La escritora neocelandesa Katherine Mansfield es recordada por ser una de las referentes del campo de la novela corta y el cuento breve, convirtiéndose en una de las personas más representativas del género. También como una figura consagrada del modernismo literario inglés, por su vínculo con la enfermedad y por su temprana muerte por tuberculosis. ¿Por qué, entonces, retraducir un clásico? Porque las obras más conocidas de la autora -incluido el volumen mundialmente conocido como Diarios– fueron editadas y publicadas por su último marido y albacea, John M. Murry. Entonces, conocemos la obra de esta escritora de forma sesgada, tal como su viudo lo quiso.
Sopa de ciruela, editado por Eterna Cadencia, traza un camino distinto. Gracias a las recientes investigaciones literarias, hoy hay acceso a los textos originales de Mansfield y hay una certeza: no escribía diarios como nos hizo creer su marido, sino cuadernos en los que aparecen fragmentos de cuentos, borradores de cartas, recetas, listas de gastos, poemas, entradas de diario.
Con la mayor parte del contenido traducido por primera vez al español, Sopa de Ciruela reúne en sus 464 páginas textos seleccionados de Mansfield, traducidos de los manuscritos originales.
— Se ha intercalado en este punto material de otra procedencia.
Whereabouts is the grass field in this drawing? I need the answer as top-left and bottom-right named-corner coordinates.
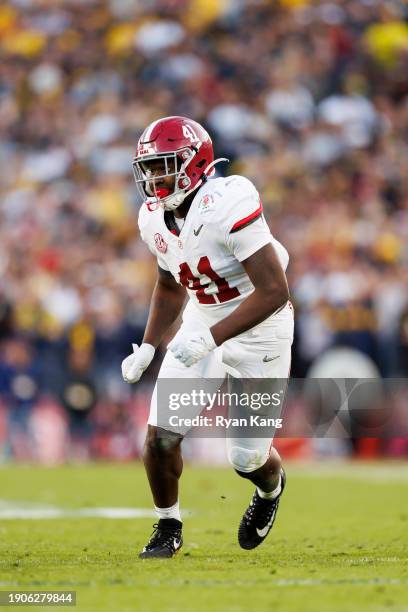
top-left (0, 463), bottom-right (408, 612)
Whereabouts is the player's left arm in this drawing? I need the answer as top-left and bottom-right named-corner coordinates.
top-left (210, 243), bottom-right (289, 346)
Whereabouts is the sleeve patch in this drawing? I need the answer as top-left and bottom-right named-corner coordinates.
top-left (230, 200), bottom-right (263, 234)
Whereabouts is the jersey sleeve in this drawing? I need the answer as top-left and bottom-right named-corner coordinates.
top-left (226, 215), bottom-right (272, 261)
top-left (218, 176), bottom-right (272, 261)
top-left (138, 204), bottom-right (170, 272)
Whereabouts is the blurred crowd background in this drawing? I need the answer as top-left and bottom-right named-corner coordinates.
top-left (0, 0), bottom-right (408, 462)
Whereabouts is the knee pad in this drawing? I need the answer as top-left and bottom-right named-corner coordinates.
top-left (227, 446), bottom-right (268, 473)
top-left (147, 429), bottom-right (182, 453)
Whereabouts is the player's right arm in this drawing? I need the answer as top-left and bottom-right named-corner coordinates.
top-left (143, 266), bottom-right (186, 349)
top-left (122, 205), bottom-right (186, 383)
top-left (122, 266), bottom-right (186, 383)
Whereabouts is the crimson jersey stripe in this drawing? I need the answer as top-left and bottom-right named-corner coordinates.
top-left (230, 200), bottom-right (263, 234)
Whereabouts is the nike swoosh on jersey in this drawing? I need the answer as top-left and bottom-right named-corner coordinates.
top-left (262, 355), bottom-right (280, 363)
top-left (256, 510), bottom-right (276, 538)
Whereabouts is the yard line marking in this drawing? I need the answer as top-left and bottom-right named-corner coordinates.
top-left (0, 499), bottom-right (156, 520)
top-left (0, 578), bottom-right (408, 588)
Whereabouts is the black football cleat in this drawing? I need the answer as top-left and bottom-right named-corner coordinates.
top-left (139, 519), bottom-right (183, 559)
top-left (238, 468), bottom-right (286, 550)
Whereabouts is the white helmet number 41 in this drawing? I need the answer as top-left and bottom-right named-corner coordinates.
top-left (183, 125), bottom-right (201, 144)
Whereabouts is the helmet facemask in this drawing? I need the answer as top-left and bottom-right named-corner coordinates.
top-left (132, 147), bottom-right (194, 210)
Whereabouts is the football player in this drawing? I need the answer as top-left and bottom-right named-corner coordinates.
top-left (122, 116), bottom-right (293, 558)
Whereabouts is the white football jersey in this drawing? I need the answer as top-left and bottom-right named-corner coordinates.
top-left (139, 176), bottom-right (289, 321)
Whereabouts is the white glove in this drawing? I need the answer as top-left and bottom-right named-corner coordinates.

El material se nutre de los cuadernos completos, la correspondencia completa y artículos publicados en revistas de la escritora neocelandesa. ¿Cómo elegir? De eso se encargó la docente y traductora literaria argentina Eleonora González Capria que también fue responsable de la traducción, el prólogo y las notas de esta edición. El libro cuenta, a su vez, con bellísimas iustraciones de Josefina Schargorodsky. En esta edición en español, el foco está puesto en las temáticas del deseo, el placer, la comida como refugio, la escritura como alimento vital.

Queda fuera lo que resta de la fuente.